Compute the shortest  nonzero vector $\l$, in $\ell_\infty$ norm, in the lattice generated by the
columns of $R^{-1}$. This can be done in polynomial time, in fixed dimension, using the
basis reduction algorithm~\cite{schrijver} followed by enumeration.
By Minkowski's theorem (see e.g.~\cite[p 71]{schrijver}),
$$||\l||_\infty \leq | \det R^{-1}|^{1/k}= | \det R|^{-1/k}= (\ind K)^{-1/k}.$$ 
Now $\l = R^{-1}z$, for some integral $z$ so $z = R\l$ and hence
\[ w = T^{-1} \left( \begin{array}{c}  z  \\ 0  \end{array} \right) 
= T^{-1} \left( \begin{array}{c} R\\ 0 \end{array}\right) \l = U\l  ,\]
is a nonzero integer vector which is a linear combination of the generators of $K$ with
weights at most $(\ind K)^{-1/k}$ in absolute value. We may clearly insist that
$w$ is lexicographically positive. We now, using inclusion-exclusion, we can
express $K$ as a composition of faces of the cones $K^i$ with generators 
$u_1,\ldots,u_{i-1},w,u_{i+1},\ldots,u_k$. See~\cite{barvinok} for details.
There are at most $k2^k$ cones of this form. Suppose $U_i$ is the matrix
of generators of $K^i$. Note that $w=U\l$. Let $\L_i$ be
the matrix which is a $k \times k$ identity, except that the $i$th column is $\l$.
Then $U_i = U\L_i$. Let $T_i,T$ be the unimodular matrices which reduce
$U_i,U$ respectively to Hermite normal form, then
\[ \left( \begin{array}{c} R_i\\ 0 \end{array}\right) = T_iU_i = T_iU\L_i
= T_i T^{-1} \left( \begin{array}{c} R\L_i \\ 0 \end{array} \right) , \]
from which it follows that $| \det R_i |= | \det (R\L_i)|$. Hence
$$\ind K^i = \l_i \ind K \leq (\ind K)^{-1/k}\ind K = (\ind K)^{(k-1)/k}.$$
From this it follows that iterating this $O(\log \log \ind K)$ times we obtain cones
with $\ind K = 1$, i.e. primitive cones. The total number of cones generated is
then only polynomial in $\log \ind K$, for fixed $k$.
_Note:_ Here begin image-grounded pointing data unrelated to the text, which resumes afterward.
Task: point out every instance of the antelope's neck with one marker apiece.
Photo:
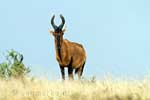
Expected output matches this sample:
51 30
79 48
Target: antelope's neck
59 51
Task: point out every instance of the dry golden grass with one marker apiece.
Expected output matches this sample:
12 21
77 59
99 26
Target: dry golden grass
74 90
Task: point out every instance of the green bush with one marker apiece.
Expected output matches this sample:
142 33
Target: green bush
13 66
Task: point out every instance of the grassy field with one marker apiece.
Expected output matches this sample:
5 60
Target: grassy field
74 90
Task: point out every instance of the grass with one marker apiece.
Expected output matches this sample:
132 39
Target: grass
74 90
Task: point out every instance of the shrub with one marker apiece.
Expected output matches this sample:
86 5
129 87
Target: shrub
13 66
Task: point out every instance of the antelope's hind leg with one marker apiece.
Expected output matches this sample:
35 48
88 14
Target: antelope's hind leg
80 71
62 72
70 73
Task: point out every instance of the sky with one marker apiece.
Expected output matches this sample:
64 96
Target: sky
115 34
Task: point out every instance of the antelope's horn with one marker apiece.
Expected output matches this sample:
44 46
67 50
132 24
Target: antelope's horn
52 22
62 23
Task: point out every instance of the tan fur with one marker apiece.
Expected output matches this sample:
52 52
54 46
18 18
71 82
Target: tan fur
68 54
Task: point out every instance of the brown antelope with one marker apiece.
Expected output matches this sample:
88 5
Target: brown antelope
68 54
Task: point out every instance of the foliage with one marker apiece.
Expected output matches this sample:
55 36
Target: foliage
13 66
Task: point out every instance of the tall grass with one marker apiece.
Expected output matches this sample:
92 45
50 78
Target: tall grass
28 89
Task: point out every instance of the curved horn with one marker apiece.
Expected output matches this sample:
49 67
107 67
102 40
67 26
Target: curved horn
52 22
63 22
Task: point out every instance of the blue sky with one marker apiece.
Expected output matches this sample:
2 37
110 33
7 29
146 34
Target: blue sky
115 34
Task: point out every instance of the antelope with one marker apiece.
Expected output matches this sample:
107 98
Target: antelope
68 54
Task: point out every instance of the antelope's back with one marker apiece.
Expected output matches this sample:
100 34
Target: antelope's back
77 52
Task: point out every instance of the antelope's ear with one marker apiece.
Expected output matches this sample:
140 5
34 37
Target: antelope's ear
64 29
50 31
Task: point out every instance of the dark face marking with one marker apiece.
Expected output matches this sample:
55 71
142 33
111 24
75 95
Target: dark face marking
58 41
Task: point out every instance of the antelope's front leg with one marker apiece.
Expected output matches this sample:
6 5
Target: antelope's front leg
70 73
62 72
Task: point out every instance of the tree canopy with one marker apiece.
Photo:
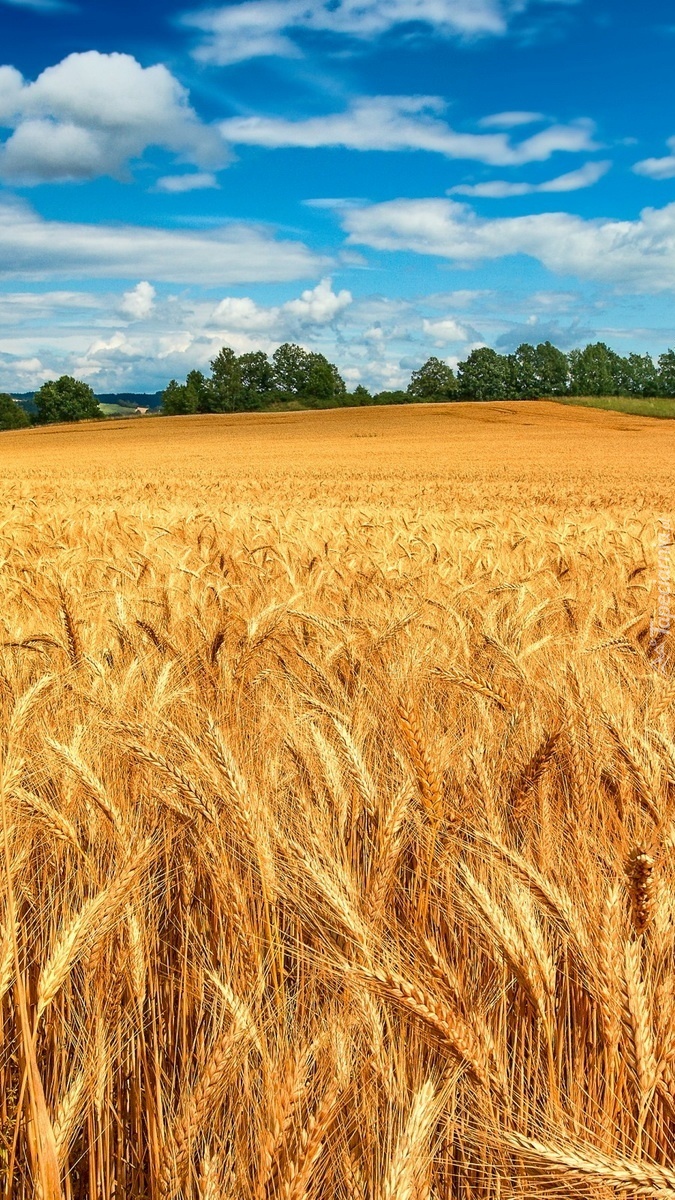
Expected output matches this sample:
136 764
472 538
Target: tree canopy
66 400
300 377
12 415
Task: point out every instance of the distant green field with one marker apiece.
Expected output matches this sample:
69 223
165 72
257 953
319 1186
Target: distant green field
663 408
115 411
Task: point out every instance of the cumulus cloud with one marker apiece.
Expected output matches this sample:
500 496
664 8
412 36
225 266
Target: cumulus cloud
257 28
138 303
446 330
193 183
658 168
91 114
501 189
36 249
406 123
629 255
315 307
320 305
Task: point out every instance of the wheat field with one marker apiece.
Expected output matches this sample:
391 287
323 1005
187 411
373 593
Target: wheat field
338 790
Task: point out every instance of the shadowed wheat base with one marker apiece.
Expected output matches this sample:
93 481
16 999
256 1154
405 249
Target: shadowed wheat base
338 819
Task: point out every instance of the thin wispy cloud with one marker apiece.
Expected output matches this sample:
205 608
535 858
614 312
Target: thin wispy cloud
658 168
37 249
406 123
628 255
502 189
263 28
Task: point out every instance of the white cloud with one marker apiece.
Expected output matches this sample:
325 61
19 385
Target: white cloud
243 315
405 123
139 301
572 181
192 183
91 114
629 255
444 330
258 28
316 306
511 120
658 168
33 247
320 305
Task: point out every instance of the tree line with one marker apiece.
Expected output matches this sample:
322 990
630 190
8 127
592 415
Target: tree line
252 381
294 377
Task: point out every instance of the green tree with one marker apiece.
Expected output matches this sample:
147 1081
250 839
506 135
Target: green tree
66 400
197 393
667 373
639 376
257 378
12 415
323 381
291 370
177 400
538 371
390 397
360 395
485 375
596 371
553 370
525 372
223 389
434 381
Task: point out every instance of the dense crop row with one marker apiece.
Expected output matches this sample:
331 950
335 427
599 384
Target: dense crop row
338 855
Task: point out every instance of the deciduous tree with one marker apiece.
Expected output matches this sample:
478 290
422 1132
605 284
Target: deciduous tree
66 400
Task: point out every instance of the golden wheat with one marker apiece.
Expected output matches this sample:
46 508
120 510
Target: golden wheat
338 789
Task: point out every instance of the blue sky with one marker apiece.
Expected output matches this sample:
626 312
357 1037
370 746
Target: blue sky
377 179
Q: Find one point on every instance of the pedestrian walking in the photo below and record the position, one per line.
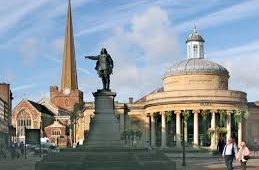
(221, 145)
(243, 155)
(22, 148)
(229, 153)
(12, 150)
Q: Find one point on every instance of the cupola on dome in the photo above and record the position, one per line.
(196, 64)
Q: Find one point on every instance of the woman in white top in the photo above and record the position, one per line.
(241, 155)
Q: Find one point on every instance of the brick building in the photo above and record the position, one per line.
(5, 110)
(30, 115)
(53, 115)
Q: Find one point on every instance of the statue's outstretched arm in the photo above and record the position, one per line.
(92, 57)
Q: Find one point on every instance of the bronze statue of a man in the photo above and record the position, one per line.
(104, 66)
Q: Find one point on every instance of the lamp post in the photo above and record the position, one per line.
(183, 141)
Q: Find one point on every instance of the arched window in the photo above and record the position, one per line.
(56, 132)
(195, 51)
(23, 120)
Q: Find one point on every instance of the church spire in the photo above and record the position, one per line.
(69, 72)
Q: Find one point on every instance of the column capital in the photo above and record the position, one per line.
(162, 112)
(196, 111)
(213, 111)
(177, 111)
(230, 112)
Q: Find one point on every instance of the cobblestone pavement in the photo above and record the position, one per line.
(19, 164)
(203, 162)
(197, 161)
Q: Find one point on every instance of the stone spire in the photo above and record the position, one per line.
(69, 72)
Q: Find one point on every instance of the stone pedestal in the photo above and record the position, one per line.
(105, 129)
(104, 101)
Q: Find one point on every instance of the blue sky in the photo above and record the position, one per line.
(144, 37)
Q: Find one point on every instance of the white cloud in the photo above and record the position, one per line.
(242, 63)
(23, 87)
(141, 52)
(230, 14)
(10, 19)
(29, 50)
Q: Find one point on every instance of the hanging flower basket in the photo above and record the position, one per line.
(205, 114)
(186, 115)
(221, 131)
(168, 116)
(246, 114)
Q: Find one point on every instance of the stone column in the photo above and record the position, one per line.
(240, 129)
(196, 128)
(153, 132)
(163, 130)
(185, 131)
(228, 126)
(122, 122)
(213, 144)
(178, 128)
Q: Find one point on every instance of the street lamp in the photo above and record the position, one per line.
(183, 141)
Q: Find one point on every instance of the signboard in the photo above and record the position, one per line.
(32, 136)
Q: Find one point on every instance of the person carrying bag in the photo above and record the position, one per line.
(243, 155)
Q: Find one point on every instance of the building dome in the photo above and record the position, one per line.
(196, 66)
(195, 36)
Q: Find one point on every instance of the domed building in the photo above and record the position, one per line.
(195, 101)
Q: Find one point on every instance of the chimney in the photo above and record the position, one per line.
(130, 100)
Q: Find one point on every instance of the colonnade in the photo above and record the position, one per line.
(195, 128)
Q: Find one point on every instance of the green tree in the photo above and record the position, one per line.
(74, 116)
At the end of this process, we have expressed the simplex $S$ as a composition
of a polynomial number of primitive cones, such that all cones have vertex in the
non-negative orthant and all cone generators are lexicographically positive.
We now show that there is a polynomial-sized $c>0$ such that $c.u_i>0$  for all 
generators of all cones. 
\begin{lemma} 
Let $u_r \in \reals^d$ ($r=1,2,\ldots$) be any collection of lexicographically
positive integer vectors, such that $\g_2= 1 +\max_{r,j} |u_{r,j}| $ is bounded. Then the
vector $c_0 = (\g_2^{d-1}, \g_2^{d-2},\ldots,\g_2,1)$ satisfies $c_0.u_r \geq 1$ ($\forall r$).
\end{lemma}
\begin{proof}
Suppose $u_{r,s}\geq 1$ is the first nonzero element of $u_r$. Then
$$ c_0.u_r \geq \g_2^{d-s} - \sum_{j=0}^{d-s-1} (\g_2-1).\g_2^j = 1$$.
\end{proof}
Thus there exists a $c_0$ such that for any $c=\d c_0$ ($0< \d \leq 1$),
$\s(S,c)$ can be expressed as a sum of $\t$ terms of the form
\begin{equation}
\label{eq3}
 \pm \frac{e^{-c.v}}{\prod_{i=1}^d (1-e^{-c.u_i})} , 
\end{equation}
where $c.v >0$ and $c.u_i>0$ for $i=1,\ldots,d$ and $\t$ is bounded by a polynomial
in the size of the description of $S$.
We now show that we find a suitable $\d$ such that $\s(S,c)$ approximates $N$
closely enough. Let $\g = \max \{ \g_1,\g_2 \}$.
\begin{lemma}
\label{lm4} 
Let $\d = \min \{ 1/(4d\g^{2d}), 1/(8\t)\}$ and $c = \d c_0$, then 
$$\s(S,c) \leq N < \s(S,c) + \quarter.$$
\end{lemma}
\begin{proof}
For any $x \in S$ we have 
$$c.x \leq \d (d \g_2^{d-1})\g_1 < \quarter \g^{-d }$$
Hence $ 1 - \quarter \g^{-d}  < 1 - c.x  \leq  e^{-c.x}\leq 1$, and thus
$$ N - \quarter < \sum_{x \in S} e^{-c.x}\leq N ,$$
since $N < \g^d$.
\end{proof}
Clearly the $c$ determined in Lemma~\ref{lm4} is a rational vector
of polynomial size in the data. 

We now determine an approximation $\hat{\s}(S,c)$
to $\s(S,c)$ such that $| \hat{\s}(S,c) - \s(S,c)| \leq \quarter$. Then
$$ \hat{\s}(S,c)- \quarter \leq N < \hat{\s}(S,c)+ \half ,$$
and thus $N$ is $\hat{\s}(S,c)$ rounded to the nearest integer. Thus it suffices to determine
each term~(\ref{eq3}) to within $1/(4\t)$. 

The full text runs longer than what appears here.